Qatar is one of the least friendly countries in the world in terms of the expat experience, an extensive new HSBC survey has found.
The tiny desert country, whose population is 85 percent expat, nabbed the dubious 27th spot out of 31 nations ranked in HSBC’s Expat Explorer Survey.
The report polls thousands of expats across 100 countries regarding their “ability to befriend locals, success in learning the language, integration into the community and ease of fitting into the local culture,” as well as personal economics, raising children, and overall experience.
Qatar appears to have lost points because it is difficult to mingle with nationals, maintain a healthy diet and survive the scorching summers.
For the past few days, a social media campaign has vigorously attempted to defend the Emirate’s honor, though not everyone found the designation unfair.
Migrant Rights reports:
While some of the ranking criteria have their weaknesses, the polling questions do pinpoint an important aspect of migrant wellbeing: the social integration or marginalization of non-citizens.

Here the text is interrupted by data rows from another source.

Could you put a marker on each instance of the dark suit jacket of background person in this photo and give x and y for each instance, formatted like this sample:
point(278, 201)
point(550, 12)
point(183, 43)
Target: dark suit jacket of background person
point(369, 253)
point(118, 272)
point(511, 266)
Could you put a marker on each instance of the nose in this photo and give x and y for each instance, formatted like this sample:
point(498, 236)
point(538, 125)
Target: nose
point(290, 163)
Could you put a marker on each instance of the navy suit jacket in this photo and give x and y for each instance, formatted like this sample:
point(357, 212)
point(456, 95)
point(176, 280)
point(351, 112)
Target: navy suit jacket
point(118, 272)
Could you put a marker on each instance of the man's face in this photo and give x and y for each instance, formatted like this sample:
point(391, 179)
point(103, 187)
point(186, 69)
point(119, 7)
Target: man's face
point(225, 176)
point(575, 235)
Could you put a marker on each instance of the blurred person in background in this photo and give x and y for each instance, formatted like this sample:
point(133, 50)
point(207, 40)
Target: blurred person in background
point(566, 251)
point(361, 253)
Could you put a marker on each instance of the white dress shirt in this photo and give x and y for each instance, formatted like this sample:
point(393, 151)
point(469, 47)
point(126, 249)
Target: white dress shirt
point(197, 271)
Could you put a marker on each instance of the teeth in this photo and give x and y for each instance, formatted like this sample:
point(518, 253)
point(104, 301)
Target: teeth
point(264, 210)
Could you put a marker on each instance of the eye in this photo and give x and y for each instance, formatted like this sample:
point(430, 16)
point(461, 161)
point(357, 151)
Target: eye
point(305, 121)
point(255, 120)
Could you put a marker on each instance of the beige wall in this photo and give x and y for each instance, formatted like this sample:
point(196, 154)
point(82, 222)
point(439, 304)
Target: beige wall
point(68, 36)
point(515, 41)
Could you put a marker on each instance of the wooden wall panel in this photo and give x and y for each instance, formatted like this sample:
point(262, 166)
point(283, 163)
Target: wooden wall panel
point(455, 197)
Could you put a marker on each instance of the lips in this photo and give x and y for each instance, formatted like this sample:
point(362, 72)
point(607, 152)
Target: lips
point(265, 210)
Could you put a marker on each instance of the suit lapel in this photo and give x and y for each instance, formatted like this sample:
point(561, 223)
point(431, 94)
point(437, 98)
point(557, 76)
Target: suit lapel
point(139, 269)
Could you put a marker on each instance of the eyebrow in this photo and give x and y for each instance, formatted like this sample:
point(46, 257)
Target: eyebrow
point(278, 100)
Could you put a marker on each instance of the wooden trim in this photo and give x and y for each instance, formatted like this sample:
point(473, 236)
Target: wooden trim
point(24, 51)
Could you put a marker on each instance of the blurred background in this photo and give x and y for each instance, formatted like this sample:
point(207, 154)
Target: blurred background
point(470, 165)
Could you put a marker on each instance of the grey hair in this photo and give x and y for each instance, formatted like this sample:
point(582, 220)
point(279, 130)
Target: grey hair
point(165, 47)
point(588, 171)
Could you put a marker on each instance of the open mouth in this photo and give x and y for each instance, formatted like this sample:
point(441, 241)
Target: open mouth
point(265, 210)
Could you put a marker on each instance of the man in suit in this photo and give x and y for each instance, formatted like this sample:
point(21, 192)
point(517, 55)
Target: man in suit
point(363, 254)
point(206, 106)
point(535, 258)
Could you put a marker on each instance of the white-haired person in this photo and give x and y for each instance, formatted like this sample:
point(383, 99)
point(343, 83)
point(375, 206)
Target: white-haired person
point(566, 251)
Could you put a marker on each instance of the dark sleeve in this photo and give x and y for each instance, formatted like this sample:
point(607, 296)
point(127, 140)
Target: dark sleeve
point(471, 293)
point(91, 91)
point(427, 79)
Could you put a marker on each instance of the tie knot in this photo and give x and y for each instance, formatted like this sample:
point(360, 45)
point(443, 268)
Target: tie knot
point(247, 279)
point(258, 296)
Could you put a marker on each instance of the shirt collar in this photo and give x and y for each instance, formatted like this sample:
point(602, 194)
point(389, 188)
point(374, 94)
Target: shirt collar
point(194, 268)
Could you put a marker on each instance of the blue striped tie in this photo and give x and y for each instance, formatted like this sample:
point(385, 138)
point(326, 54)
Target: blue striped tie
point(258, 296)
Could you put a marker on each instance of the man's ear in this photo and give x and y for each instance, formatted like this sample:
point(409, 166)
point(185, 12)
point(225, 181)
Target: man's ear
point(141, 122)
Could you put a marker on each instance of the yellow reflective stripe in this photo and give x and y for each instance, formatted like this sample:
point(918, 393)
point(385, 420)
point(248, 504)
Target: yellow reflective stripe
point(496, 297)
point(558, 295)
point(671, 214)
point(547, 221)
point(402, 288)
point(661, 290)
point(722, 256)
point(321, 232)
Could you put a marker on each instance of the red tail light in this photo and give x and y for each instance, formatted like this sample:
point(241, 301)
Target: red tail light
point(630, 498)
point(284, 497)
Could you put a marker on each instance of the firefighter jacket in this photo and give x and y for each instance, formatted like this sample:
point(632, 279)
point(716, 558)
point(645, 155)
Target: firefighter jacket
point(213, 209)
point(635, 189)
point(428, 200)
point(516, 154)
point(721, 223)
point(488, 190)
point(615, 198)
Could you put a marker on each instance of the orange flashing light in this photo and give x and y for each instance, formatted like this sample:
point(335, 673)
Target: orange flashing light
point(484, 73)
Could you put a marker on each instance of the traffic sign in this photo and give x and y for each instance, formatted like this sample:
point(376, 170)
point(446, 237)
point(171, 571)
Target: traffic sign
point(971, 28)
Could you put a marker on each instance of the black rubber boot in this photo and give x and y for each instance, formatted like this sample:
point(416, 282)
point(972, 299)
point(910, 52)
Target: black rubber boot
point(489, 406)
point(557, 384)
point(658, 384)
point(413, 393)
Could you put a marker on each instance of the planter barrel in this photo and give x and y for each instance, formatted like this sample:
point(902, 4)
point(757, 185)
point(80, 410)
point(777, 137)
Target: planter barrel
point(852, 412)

Marginalization is the precursor and the enabler of iniquitous labor laws, including the disparate standards of employment safety, maximum working hours, and minimum wage for citizens and migrants (or in the case of domestic workers – hardly any standards at all).
The ‘unfriendly’ designation, while subjective, is consistent with a recent study that found 25% of Emirati migrant workers are clinically depressed.
Qatar’s migrant workers are not much better off, according to the National Human Rights Committee, which reports that 68 percent of laborers said they were unhappy and grossly underpaid.
What do you think about Qatar’s ranking? Keep in mind that it also takes into account the “white-collar” expat experience.